如果你去找客户说,听着,我有很好的硬件,但是你必须学习我的软件。他们会说,不,我没有时间整这些,我不需要,凭啥要我从头学起?你必须去找他们说,听着,我有一个很棒的硬件和软件堆栈,你要做的就是继续用你习惯的方案,按下按钮,然后就能直接用了。或者继续用你的方案,然后只要做这几步,就能直接用了。部署落地应该做得非常简单。这也是很多公司我认为他们没有考虑到的关键问题。他们认为效率更重要。诚然,效率是很重要,但效率并不是全部。你需要把:效率、吞吐量、成本和软件堆栈这几方面放一起考虑。甚至还有客户关心的是总体拥有成本。如果你对客户说,听着,用我的产品,你每年可以节省30万欧元,但客户更换软件需要花费100万欧元,那么很容易预想,他们就不会选择购买。然后你必须从全局的高度来思考其中隐含的意义。

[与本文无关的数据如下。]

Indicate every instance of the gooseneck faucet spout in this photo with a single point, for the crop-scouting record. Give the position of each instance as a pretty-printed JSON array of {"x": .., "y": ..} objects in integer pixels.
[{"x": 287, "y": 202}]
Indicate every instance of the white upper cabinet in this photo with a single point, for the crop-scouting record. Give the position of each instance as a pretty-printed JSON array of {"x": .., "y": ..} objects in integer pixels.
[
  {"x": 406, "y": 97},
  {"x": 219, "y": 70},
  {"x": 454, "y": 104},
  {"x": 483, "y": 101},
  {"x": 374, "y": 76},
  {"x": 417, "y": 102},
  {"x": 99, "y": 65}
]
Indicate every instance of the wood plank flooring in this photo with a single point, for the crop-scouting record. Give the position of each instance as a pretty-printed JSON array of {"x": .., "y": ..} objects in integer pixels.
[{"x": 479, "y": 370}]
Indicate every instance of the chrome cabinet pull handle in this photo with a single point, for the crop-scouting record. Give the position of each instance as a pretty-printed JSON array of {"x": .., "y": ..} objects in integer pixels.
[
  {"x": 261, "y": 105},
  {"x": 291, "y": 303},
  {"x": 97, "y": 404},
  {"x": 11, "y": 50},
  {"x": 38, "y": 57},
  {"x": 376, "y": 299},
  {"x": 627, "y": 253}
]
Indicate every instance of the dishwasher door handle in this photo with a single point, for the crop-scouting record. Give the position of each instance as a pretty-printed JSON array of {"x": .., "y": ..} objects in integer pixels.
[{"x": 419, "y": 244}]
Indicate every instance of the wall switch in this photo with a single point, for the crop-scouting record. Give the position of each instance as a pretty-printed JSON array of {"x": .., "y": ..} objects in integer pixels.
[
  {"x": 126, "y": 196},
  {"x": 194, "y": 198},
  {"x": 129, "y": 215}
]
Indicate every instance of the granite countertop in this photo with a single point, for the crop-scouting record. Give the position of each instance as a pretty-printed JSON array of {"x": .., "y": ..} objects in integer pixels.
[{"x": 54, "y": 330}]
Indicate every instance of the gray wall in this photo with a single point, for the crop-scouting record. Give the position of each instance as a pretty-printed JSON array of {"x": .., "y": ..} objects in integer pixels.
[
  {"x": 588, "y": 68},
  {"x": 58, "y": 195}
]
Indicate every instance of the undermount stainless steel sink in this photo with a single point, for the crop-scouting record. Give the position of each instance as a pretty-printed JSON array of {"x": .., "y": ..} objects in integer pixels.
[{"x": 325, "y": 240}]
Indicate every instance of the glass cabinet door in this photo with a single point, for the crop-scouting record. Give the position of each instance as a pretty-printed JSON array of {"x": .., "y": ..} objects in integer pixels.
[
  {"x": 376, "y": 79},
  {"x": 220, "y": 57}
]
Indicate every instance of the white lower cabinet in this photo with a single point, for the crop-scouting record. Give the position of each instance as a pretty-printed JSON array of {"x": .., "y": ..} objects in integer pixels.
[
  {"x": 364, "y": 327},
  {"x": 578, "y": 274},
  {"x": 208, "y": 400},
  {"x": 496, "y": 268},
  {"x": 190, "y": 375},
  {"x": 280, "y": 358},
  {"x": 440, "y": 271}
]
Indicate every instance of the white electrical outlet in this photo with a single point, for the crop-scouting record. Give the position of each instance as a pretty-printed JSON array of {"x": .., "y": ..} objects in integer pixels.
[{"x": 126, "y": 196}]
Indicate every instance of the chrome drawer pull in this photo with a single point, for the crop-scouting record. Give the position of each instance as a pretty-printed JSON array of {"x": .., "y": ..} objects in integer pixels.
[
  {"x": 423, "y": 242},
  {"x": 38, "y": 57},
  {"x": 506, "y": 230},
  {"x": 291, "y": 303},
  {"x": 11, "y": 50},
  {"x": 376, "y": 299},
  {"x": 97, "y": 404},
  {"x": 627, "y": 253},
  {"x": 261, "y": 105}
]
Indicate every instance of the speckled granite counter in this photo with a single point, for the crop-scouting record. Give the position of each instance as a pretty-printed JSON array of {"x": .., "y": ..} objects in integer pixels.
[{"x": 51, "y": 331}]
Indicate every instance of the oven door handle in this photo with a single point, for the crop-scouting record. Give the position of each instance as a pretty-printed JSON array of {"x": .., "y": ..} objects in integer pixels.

问:边缘 AI 所面对的各种工况是否意味着,其采用的芯片类型和数据中心所使用的芯片的侧重点各不相同?边缘 AI 可能更倾向于专芯专用?
答:如果涉及到消费者边缘设备,它们是高度定制化的。例如,在电视中,电视算边缘设备。它使用专有的解决方案,并且具有很多由人工智能驱动的功能,因此它的SoC必须极其定制化。其必须以非常特定的方式进行设计,它必须具有低功耗特性,因为电视必须保持低功耗。你不能塞个风扇或者计算机进去。因此,电视是高度定制化的。手机也是如此。手机上的话定制程度就更高了,因为手机是用电池驱动的,那么可能不会运行浮点网络,而是运行二进制网络,因为对于大多数用户来说二进制网络已经足够满足需求,他们对此不太敏感。当涉及到自动化时,你必须找到一个合理的折衷方案,因为有时仍然存在功耗限制,但你没法妥协说,我使用二进制计算的网络,因为使用自动化和网络时,需要依赖高精确度的结果。
你需要在效率、吞吐量和准确性之间找到一个良好的平衡。尽管边缘设备有一些限制,但仍需要努力达到云计算级别的精确性,因此边缘设备也是定制的,但是多样化的,它是更可编程的解决方案。
而当你转向云端时,正如你所说,在云端什么都有。在云端,你会发现,专业化程度越来越高。不同之处在于,在数据中心中,你开始拥有越来越多针对特定工作负载设计的专用机器。虽然云端的效率要求不像边缘设备那样严格,但仍然是必要的。在边缘设备上,你尝试实现每瓦15Tops、20Tops或30Tops等高性能。而在今天的云端,工作负载的运行效率通常只有每瓦0.1Tops甚至更低。因为通用计算平台的效率很低。此外,即使在数据中心中,你也会看到越来越多地使用专用硬件,如张量处理单元(TPU)、GPU和CPU、ASIC。这是一个趋势,并且基于工作负载的不同,它们会将任务分配给不同的硬件。在数据中心中,我也看到了这样的趋势。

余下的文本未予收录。